Wer heutzutage Beifall heischen will, fordert schnelle, unbürokratische Lösungen. Der Applaus ist diesen "Querdenkern" sicher, denn wer ein Klagelied auf die Bürokratie anstimmt, wird vom polyphonen Gleichgesinntenchor unterstützt. Freude schöner Götterfunke! Dies führt zur Quizfrage: Wer war Max Weber? A: ehemaliger Trainer bei 1860 München; B: die erste Frau von Gerhard Schröder oder C: der einzige deutsche Papst.

Wer alle drei Antworten verneint, darf Jauch-Zen (eine meditative Form unserer Spaßgesellschaft).

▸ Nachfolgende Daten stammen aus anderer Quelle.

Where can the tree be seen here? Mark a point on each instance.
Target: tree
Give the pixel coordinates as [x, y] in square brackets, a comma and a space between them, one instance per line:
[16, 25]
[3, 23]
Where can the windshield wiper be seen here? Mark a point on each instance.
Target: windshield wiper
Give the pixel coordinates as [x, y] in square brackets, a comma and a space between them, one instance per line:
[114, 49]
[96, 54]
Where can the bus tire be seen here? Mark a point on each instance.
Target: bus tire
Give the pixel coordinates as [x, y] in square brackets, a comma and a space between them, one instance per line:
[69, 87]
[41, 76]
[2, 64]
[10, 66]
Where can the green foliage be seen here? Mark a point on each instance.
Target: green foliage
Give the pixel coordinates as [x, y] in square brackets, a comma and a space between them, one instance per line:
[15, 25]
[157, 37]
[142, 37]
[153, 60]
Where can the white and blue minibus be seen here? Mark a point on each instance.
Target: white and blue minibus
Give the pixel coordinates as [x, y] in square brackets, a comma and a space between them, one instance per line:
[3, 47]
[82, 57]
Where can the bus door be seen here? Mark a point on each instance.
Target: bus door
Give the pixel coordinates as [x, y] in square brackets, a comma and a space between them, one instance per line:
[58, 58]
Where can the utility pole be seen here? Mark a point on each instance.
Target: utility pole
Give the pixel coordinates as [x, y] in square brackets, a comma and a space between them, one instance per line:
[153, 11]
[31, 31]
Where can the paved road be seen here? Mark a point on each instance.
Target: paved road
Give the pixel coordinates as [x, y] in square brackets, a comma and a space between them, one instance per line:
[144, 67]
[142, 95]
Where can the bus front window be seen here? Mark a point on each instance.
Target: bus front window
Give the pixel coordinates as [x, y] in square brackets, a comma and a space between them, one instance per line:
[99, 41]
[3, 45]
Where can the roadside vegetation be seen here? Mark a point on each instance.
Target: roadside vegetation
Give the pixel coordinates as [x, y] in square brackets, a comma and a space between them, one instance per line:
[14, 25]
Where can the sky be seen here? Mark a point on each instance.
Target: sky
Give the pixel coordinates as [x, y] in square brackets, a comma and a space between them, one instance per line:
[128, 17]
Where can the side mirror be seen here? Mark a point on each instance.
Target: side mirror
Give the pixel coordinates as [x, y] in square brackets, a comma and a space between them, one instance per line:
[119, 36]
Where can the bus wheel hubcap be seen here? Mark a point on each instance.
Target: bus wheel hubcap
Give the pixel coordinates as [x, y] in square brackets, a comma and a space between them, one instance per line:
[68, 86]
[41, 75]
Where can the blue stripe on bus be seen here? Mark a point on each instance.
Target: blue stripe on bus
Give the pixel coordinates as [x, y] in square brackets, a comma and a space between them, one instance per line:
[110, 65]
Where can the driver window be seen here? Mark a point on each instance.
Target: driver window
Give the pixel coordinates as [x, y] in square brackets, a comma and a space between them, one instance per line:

Aber lassen Sie uns doch etwas früher ansetzen:
Das Almosenwesen im Mittelalter sollte in eine städtische Armenfürsorge umgewandelt werden. Hierfür waren rationale Kriterien notwendig. So wurden beispielsweise die Familiensituation und das Arbeitseinkommen geprüft.
Noch heute wird diese Aufgabe in modifizierter Form von Arbeitsämtern, Gesundheitsämtern, Sozialämtern oder Jugendämtern wahrgenommen. Hierbei herrschen Regeln und Gesetze, die übrigens nicht von den ausführenden Fachkräften aus Gehässigkeit ersonnen werden, sondern in Demokratien von politischen Mehrheiten verabschiedet werden. Es ist demnach widersprüchlich und unlogisch, wenn Politiker für unbürokratischen Lösungen eintreten.

Bürokratie in reinster Form einer legalen Herrschaft (wir sind bei Max Weber) ist gekennzeichnet durch Sachlichkeit, wobei der Wirkungskreis nicht für bestimmte Personen, sondern allgemein gültig sein muss. Außerdem soll verlässlich und präzise gearbeitet werden.

Hier noch einige Eigenschaften einer funktionierenden Bürokratie: Die Menschen, die dort arbeiten, sind fachlich geschult, werden nach Eignung (nicht nach Herkunft) ausgewählt und einzelne Stelle sind hoch spezialisiert. Das Verfahren, welches an Koordination und Kontrolle gebunden ist, wird sachkundig durchgeführt und schriftlich dokumentiert.

Wie lässt sich nach dieser kleinen Einführung unbürokratisches, schnelles Handeln interpretieren? Bedeutet es ohne Regeln, ohne Überprüfbarkeit, unüberlegt und willkürlich? Bei solcher unreflektierter Effekthascherei bekenne ich mich gerne zur Bürokratie, die nebenbei bemerkt durchaus Schwachstellen aufweist und hinterfragt werden muss - aber dann bitte etwas differenzierter.